Sacha Thomas : Eaux et Carêmes, Editions du Cygne

Le recueil Eaux et Carêmes, autrement dit effusion et tension, offre une écriture rayonnante, flamboyante qui, sans céder aux métaphores et aux images outrées, ne s’économise jamais. Elle a recours au légendaire, à la mémoire des choses et des mots, elle glisse parfois sur le narratif et surtout elle évite les deux écueils de la poésie contemporaine, celui de la performance pour la performance et celui de la confidence et de la grandiloquence.

Sacha Thomas, grande lectrice et notamment de Rimbaud, de Balzac et de Yourcenar sait que le poète a une responsabilité formelle. Sa parole, nourrie de latin et de grec, d’étrangetés inactuelles, nous déplace dans le temps et dans l’espace. Le chatoiement du vocabulaire et l’emploi de mots inusités, relèvent d’un baroque - proche parfois des plus beaux poèmes surréalistes - dans lequel se glissent draperies et parures antiques, pierreries d’illuminations fluides qui brillaient déjà dans la poésie rimbaldienne.

Cette poésie oblique déchire les signes, les excède par une écriture - pour reprendre une expression de Yourcenar – tendue et ornée. Les visions se succèdent, défilent en accéléré, avec une allégresse et une ivresse où des figures tutélaires ou redoutables et des mythes se croisent, se chevauchent, se perdent et se retrouvent.
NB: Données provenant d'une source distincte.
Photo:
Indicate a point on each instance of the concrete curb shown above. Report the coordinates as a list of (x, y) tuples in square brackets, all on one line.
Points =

Une sorte de noce barbare dresse un décor dans lequel surgissent des nymphes des sources et des bois, des gladiateurs, des femmes qui incantent des marins privés de port, des idoles qui tanguent… Il n’y a plus de frontière entre l’éprouvé et le rêvé. On croise des mariés et des égarés, on jongle avec l’ombre des dieux, on s’évade du monde où l’on piétine, on s’aventure en mer puis on se retrouve à Paris, sur un banc près du Panthéon, on succombe sur des terrains de sable avec des marchands, des tisserands et des nomades, on se retrouve dans des tavernes autour de pintes. Et c’est toujours merveilleusement bien écrit.

Sacha Thomas, Eaux et Carêmes, Editions du Cygne, 2022, 50 pages, 10 €.

A propos de Balzac, Adorno écrivait qu’il ne s’était pas incliné devant les faits concrets mais qu’il les avait regardés en face, en laissant apparaitre le monstrueux. Il y a cette dimension à la fois très sombre et à la fois très lumineuse dans les poèmes de Sacha Thomas comme s’il fallait Ouvrir LE ciel. Y flanquer l’ombre.

Il y a aussi l’appel du dehors, la levée des nouveaux hommes et leur en-marche (Rimbaud cité en exergue), toute une invitation A la raison qui condense la liberté vitale – son souffle – et l’insoumission, avec les courbes de l’amour qui s’incarnent ou se désincarnent.

 

Le thym fondant cinquante alliances d’or et de vermeil pour l’huile bouillonnante : morale !

Je dévore des beignets et me gargarise d’eau de goudron ultramarine le jour du festival de musique de chambre de la province d’Oulu : fable !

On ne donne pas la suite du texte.